Il s’agit tout d’abord de préserver la biodiversité en limitant l’impact des projets et leurs empreintes environnementales. Autre principe clé, l’innovation technologique et sociale en améliorant la qualité de vie des habitants et en favorisant l’accès aux énergies renouvelables. «Nous devons aussi soutenir les solutions respectueuses de l’environnement et d’efficacité énergétique pouvant être dupliquées et déployées à grande échelle», a souligné Michel Sanna. Enfin, la fondation entend enrichir les connaissances des acteurs de la filière, des sociétés d’innovation et des métiers liés aux espaces verts.

 

 (de gauche à droite) Michel Sanna – Directeur Fondation CAP Ô VERT, Joël Briot – Président CAP Ô VERT, Christian Lerognon – Président IMMALLIANCE Rhône-Alpes, Jean-Pierre Gautry -Urbaniste et Président d’Honneur Société Française des Urbanistes, Stephane Bouquet – Co-Président ENVIROBAT BDM

Pour développer ces actions, plusieurs types de programme seront mis en place tels que des projets d’innovation technologique et sociale, l’organisation de conférences, l’animation de travaux de prospective afin d’identifier les enjeux de long terme et les opportunités d’évolution de ces métiers. «Nous désirons accompagner les acteurs publics et privés qui inventent le futur des villes vertes», a t-til stipulé.

Le projet de la Bourgade à La Penne-sur-Huveaune qui associe judicieusement du logement avec du mix énergétique, une ferme urbaine, une résidence inclusive et une forêt boisé classée en est une parfaite illustration. «Nous sommes une commune pilote qui initie un nouveau quartier avec de la mixité sociale et une action de préservation de la biodiversité», s’est réjouie Christine Capdeville, maire de la ville.

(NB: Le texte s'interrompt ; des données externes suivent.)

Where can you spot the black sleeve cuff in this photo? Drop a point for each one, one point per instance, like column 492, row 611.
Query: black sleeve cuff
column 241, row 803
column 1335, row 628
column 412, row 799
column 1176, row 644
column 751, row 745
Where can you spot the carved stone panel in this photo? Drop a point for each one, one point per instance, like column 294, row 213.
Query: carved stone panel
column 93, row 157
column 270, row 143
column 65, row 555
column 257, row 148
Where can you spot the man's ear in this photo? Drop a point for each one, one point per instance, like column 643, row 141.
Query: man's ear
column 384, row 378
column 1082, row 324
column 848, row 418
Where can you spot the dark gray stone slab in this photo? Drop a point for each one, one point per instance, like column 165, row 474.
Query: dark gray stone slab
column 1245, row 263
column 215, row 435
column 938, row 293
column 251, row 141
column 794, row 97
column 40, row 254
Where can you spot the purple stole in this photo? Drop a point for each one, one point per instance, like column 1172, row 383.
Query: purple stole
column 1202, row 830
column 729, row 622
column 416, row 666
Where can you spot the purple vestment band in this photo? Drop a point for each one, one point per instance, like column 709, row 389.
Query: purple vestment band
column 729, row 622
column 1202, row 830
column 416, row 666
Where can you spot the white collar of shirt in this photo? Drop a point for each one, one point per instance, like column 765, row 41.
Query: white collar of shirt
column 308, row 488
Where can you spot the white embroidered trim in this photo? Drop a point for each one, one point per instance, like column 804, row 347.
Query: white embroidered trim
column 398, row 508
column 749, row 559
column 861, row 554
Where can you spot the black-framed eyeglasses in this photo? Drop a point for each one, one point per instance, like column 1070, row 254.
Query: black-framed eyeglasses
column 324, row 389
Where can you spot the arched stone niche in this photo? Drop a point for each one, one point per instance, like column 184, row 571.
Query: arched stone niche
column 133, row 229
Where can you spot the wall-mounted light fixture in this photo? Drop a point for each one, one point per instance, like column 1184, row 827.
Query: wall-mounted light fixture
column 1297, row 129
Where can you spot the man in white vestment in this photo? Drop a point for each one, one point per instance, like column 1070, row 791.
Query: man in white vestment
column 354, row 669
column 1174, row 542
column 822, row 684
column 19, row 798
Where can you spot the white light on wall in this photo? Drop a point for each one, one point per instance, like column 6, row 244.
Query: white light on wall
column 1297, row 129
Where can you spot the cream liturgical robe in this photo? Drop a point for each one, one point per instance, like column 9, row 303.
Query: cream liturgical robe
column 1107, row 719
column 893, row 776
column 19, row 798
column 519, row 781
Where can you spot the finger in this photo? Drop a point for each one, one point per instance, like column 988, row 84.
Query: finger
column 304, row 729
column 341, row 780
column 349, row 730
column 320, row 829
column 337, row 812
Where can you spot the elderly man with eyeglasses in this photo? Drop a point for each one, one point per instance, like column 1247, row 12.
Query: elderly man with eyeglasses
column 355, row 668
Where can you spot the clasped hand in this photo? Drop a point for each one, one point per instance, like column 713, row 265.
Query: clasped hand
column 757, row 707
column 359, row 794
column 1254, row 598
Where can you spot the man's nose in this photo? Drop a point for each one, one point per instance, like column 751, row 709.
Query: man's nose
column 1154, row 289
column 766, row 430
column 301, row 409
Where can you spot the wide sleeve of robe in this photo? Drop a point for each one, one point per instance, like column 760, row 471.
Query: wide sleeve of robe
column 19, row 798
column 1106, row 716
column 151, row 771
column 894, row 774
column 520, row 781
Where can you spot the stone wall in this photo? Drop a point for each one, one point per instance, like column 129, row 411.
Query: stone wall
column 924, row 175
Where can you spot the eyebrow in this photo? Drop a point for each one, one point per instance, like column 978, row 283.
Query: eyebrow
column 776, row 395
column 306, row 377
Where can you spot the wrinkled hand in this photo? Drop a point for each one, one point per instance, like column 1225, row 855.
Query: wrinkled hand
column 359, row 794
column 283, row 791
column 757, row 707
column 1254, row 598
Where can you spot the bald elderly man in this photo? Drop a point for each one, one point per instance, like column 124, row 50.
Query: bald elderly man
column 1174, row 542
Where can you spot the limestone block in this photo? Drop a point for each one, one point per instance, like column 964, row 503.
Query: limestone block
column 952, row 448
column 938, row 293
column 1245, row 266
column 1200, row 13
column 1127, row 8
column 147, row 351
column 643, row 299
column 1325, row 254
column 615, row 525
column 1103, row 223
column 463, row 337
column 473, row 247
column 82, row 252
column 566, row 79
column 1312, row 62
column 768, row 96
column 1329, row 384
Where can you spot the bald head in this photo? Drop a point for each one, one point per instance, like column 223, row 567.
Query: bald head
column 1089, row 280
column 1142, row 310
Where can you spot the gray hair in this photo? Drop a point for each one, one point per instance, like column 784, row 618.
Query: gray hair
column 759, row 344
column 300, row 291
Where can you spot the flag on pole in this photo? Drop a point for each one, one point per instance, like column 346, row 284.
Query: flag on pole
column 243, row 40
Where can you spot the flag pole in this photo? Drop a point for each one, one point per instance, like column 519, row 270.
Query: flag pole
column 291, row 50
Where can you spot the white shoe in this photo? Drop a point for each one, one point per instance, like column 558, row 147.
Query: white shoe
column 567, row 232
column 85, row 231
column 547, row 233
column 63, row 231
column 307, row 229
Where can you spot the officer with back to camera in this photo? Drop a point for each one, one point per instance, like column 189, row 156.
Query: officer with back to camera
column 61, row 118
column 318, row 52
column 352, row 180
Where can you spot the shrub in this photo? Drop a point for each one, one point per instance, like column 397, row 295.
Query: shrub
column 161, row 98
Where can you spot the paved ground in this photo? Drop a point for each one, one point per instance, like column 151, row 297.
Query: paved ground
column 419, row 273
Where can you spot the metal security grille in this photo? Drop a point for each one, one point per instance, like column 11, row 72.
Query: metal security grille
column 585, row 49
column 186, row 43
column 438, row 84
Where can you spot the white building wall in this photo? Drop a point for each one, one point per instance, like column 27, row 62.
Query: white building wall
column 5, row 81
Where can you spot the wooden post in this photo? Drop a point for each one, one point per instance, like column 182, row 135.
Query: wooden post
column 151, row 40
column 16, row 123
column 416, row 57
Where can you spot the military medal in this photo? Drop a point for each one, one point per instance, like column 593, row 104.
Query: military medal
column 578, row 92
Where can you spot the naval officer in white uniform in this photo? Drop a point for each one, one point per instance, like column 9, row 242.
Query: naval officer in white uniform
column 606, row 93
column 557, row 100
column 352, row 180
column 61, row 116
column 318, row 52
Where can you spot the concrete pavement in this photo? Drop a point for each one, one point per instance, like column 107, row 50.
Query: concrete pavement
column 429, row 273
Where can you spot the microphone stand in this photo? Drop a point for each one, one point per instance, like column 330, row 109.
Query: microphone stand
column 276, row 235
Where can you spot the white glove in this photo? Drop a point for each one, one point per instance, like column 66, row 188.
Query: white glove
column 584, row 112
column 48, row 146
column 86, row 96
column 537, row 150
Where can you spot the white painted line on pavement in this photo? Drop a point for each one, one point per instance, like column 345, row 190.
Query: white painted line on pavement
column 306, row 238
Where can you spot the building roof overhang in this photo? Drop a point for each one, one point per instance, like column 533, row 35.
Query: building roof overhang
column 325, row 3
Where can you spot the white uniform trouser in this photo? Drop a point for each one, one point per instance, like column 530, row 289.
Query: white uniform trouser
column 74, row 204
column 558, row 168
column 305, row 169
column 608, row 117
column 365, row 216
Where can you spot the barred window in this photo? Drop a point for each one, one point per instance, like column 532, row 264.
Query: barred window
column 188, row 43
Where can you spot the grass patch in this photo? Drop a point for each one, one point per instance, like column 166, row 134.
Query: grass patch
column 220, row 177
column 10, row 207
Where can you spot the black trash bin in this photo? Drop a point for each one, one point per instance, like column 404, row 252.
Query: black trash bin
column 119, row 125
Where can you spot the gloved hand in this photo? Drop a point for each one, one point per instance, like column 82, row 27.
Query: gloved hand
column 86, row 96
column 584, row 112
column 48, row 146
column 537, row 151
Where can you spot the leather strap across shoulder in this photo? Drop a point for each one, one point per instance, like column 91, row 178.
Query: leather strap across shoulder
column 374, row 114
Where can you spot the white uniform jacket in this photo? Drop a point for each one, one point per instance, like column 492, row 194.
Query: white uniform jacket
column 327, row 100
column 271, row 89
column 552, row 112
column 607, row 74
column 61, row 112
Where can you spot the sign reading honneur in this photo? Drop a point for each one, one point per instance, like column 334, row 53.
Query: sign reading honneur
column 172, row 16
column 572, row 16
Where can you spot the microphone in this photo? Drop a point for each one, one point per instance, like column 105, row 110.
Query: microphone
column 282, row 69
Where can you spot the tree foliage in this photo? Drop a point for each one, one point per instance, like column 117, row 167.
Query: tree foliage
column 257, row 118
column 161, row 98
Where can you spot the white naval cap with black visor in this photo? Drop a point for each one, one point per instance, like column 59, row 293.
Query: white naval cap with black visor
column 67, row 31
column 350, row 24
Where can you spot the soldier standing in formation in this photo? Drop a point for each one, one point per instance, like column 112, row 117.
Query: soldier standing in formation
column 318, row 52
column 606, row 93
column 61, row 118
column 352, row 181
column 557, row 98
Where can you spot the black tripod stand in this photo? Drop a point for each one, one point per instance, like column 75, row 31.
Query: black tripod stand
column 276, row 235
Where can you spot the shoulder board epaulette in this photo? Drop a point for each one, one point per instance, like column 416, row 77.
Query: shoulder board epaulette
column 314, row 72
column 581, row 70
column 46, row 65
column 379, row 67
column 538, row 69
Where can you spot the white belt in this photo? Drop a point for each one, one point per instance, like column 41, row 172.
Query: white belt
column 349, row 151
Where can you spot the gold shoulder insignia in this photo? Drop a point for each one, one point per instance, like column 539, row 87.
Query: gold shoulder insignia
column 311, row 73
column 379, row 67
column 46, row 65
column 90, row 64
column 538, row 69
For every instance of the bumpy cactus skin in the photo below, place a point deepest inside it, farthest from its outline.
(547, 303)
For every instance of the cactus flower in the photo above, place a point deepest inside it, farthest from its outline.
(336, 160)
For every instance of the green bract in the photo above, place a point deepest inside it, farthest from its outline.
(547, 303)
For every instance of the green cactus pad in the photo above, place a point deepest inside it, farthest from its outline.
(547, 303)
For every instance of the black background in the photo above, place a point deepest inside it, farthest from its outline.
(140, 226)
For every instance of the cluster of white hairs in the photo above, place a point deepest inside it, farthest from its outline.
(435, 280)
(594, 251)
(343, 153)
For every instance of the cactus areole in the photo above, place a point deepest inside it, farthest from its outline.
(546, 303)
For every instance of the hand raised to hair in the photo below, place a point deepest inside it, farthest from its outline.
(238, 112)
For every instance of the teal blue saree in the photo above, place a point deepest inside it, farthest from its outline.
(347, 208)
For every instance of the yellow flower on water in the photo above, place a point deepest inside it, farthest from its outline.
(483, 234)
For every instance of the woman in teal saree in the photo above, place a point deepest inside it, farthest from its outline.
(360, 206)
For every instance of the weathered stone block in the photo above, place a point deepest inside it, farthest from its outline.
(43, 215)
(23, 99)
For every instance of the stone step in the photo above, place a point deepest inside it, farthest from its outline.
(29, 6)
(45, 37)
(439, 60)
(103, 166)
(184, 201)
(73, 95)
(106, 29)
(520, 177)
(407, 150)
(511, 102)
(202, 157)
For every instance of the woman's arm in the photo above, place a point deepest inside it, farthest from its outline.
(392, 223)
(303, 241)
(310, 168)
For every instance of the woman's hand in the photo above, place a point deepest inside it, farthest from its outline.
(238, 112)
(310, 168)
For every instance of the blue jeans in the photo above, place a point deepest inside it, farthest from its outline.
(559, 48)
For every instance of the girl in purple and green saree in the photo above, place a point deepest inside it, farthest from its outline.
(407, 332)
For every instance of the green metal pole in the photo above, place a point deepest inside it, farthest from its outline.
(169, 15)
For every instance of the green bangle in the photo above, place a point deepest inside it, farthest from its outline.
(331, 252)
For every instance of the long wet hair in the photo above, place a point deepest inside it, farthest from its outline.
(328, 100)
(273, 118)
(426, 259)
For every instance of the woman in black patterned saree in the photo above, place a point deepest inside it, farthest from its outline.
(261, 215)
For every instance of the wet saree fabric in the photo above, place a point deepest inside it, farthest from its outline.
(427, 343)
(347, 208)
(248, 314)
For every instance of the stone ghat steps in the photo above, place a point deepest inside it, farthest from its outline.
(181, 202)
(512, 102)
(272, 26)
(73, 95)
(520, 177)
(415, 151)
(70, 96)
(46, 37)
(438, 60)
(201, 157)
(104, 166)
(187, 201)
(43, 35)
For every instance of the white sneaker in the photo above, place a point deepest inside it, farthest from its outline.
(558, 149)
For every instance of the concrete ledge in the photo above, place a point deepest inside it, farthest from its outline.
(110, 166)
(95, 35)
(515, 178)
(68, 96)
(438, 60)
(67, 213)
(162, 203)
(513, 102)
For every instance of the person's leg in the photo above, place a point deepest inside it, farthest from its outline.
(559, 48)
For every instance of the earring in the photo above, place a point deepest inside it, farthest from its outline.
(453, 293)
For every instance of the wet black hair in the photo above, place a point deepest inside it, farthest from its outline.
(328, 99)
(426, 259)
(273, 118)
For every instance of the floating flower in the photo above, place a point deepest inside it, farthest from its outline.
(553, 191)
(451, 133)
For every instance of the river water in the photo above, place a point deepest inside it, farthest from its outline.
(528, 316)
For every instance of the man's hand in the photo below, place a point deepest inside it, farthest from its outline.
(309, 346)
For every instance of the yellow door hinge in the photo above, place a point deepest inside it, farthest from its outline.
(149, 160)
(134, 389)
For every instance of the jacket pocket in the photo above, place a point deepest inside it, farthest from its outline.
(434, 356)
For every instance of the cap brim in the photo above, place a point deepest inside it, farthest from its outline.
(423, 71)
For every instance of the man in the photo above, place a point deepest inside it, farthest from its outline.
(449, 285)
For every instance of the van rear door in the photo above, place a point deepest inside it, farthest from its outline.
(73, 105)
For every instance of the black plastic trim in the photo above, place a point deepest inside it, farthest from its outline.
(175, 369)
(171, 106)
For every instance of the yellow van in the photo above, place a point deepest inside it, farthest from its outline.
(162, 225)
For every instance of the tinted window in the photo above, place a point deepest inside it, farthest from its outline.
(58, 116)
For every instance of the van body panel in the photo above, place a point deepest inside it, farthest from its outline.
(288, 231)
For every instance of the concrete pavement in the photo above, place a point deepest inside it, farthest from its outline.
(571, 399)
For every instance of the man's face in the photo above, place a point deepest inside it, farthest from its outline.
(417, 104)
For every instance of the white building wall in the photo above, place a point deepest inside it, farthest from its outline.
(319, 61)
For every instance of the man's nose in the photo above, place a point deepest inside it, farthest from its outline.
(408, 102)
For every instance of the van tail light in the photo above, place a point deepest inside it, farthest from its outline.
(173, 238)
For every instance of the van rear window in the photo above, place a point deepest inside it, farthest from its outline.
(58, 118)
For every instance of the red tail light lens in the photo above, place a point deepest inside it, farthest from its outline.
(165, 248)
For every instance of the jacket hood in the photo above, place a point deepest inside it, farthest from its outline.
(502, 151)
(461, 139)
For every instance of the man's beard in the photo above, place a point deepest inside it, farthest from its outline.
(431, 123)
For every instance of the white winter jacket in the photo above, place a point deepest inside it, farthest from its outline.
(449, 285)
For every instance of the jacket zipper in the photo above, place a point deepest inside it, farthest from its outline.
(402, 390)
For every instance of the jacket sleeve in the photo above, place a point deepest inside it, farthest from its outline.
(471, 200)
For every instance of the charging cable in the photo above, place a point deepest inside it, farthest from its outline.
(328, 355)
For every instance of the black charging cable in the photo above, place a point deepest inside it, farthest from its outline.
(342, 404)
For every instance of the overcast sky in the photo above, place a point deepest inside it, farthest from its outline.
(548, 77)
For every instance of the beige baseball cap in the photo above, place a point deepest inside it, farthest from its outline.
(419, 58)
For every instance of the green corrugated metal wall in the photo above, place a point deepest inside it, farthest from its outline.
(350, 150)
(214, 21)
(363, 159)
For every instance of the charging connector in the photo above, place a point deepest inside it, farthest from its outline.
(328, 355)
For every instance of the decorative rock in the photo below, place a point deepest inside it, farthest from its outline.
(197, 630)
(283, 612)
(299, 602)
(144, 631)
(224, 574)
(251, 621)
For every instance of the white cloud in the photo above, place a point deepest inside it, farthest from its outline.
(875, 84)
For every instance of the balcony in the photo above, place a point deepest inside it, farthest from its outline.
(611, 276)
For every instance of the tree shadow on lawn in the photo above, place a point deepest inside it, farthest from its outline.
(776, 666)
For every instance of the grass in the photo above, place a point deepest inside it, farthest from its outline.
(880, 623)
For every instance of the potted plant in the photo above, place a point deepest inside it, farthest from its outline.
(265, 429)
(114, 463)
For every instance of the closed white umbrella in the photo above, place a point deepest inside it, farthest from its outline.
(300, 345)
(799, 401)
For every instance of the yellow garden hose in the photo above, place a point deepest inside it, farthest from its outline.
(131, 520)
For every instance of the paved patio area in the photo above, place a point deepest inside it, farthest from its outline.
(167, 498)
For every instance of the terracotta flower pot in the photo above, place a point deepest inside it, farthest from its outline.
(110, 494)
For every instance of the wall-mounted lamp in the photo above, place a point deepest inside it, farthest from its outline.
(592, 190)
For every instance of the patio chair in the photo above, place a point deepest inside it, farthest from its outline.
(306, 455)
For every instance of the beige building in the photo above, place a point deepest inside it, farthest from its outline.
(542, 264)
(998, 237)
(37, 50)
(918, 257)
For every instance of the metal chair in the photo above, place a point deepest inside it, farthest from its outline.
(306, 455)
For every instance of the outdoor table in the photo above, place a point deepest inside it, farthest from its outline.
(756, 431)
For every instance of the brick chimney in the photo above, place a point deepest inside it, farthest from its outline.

Depuis trois ans, deux autres projets sont en cours, l’un à Bormes-les-Mimosas avec l’aménagement des rives de la Blaque, et l’autre Terra Sensa avec la requalification d’une carrière de 15 ha à Pegomas dans l’Estérel. Ces actions visant à remettre la nature au cœur de l’habitat ont d’ores et déjà reçu le soutien précieux de deux partenaires, l’ARBE et le Parc National des Calanques.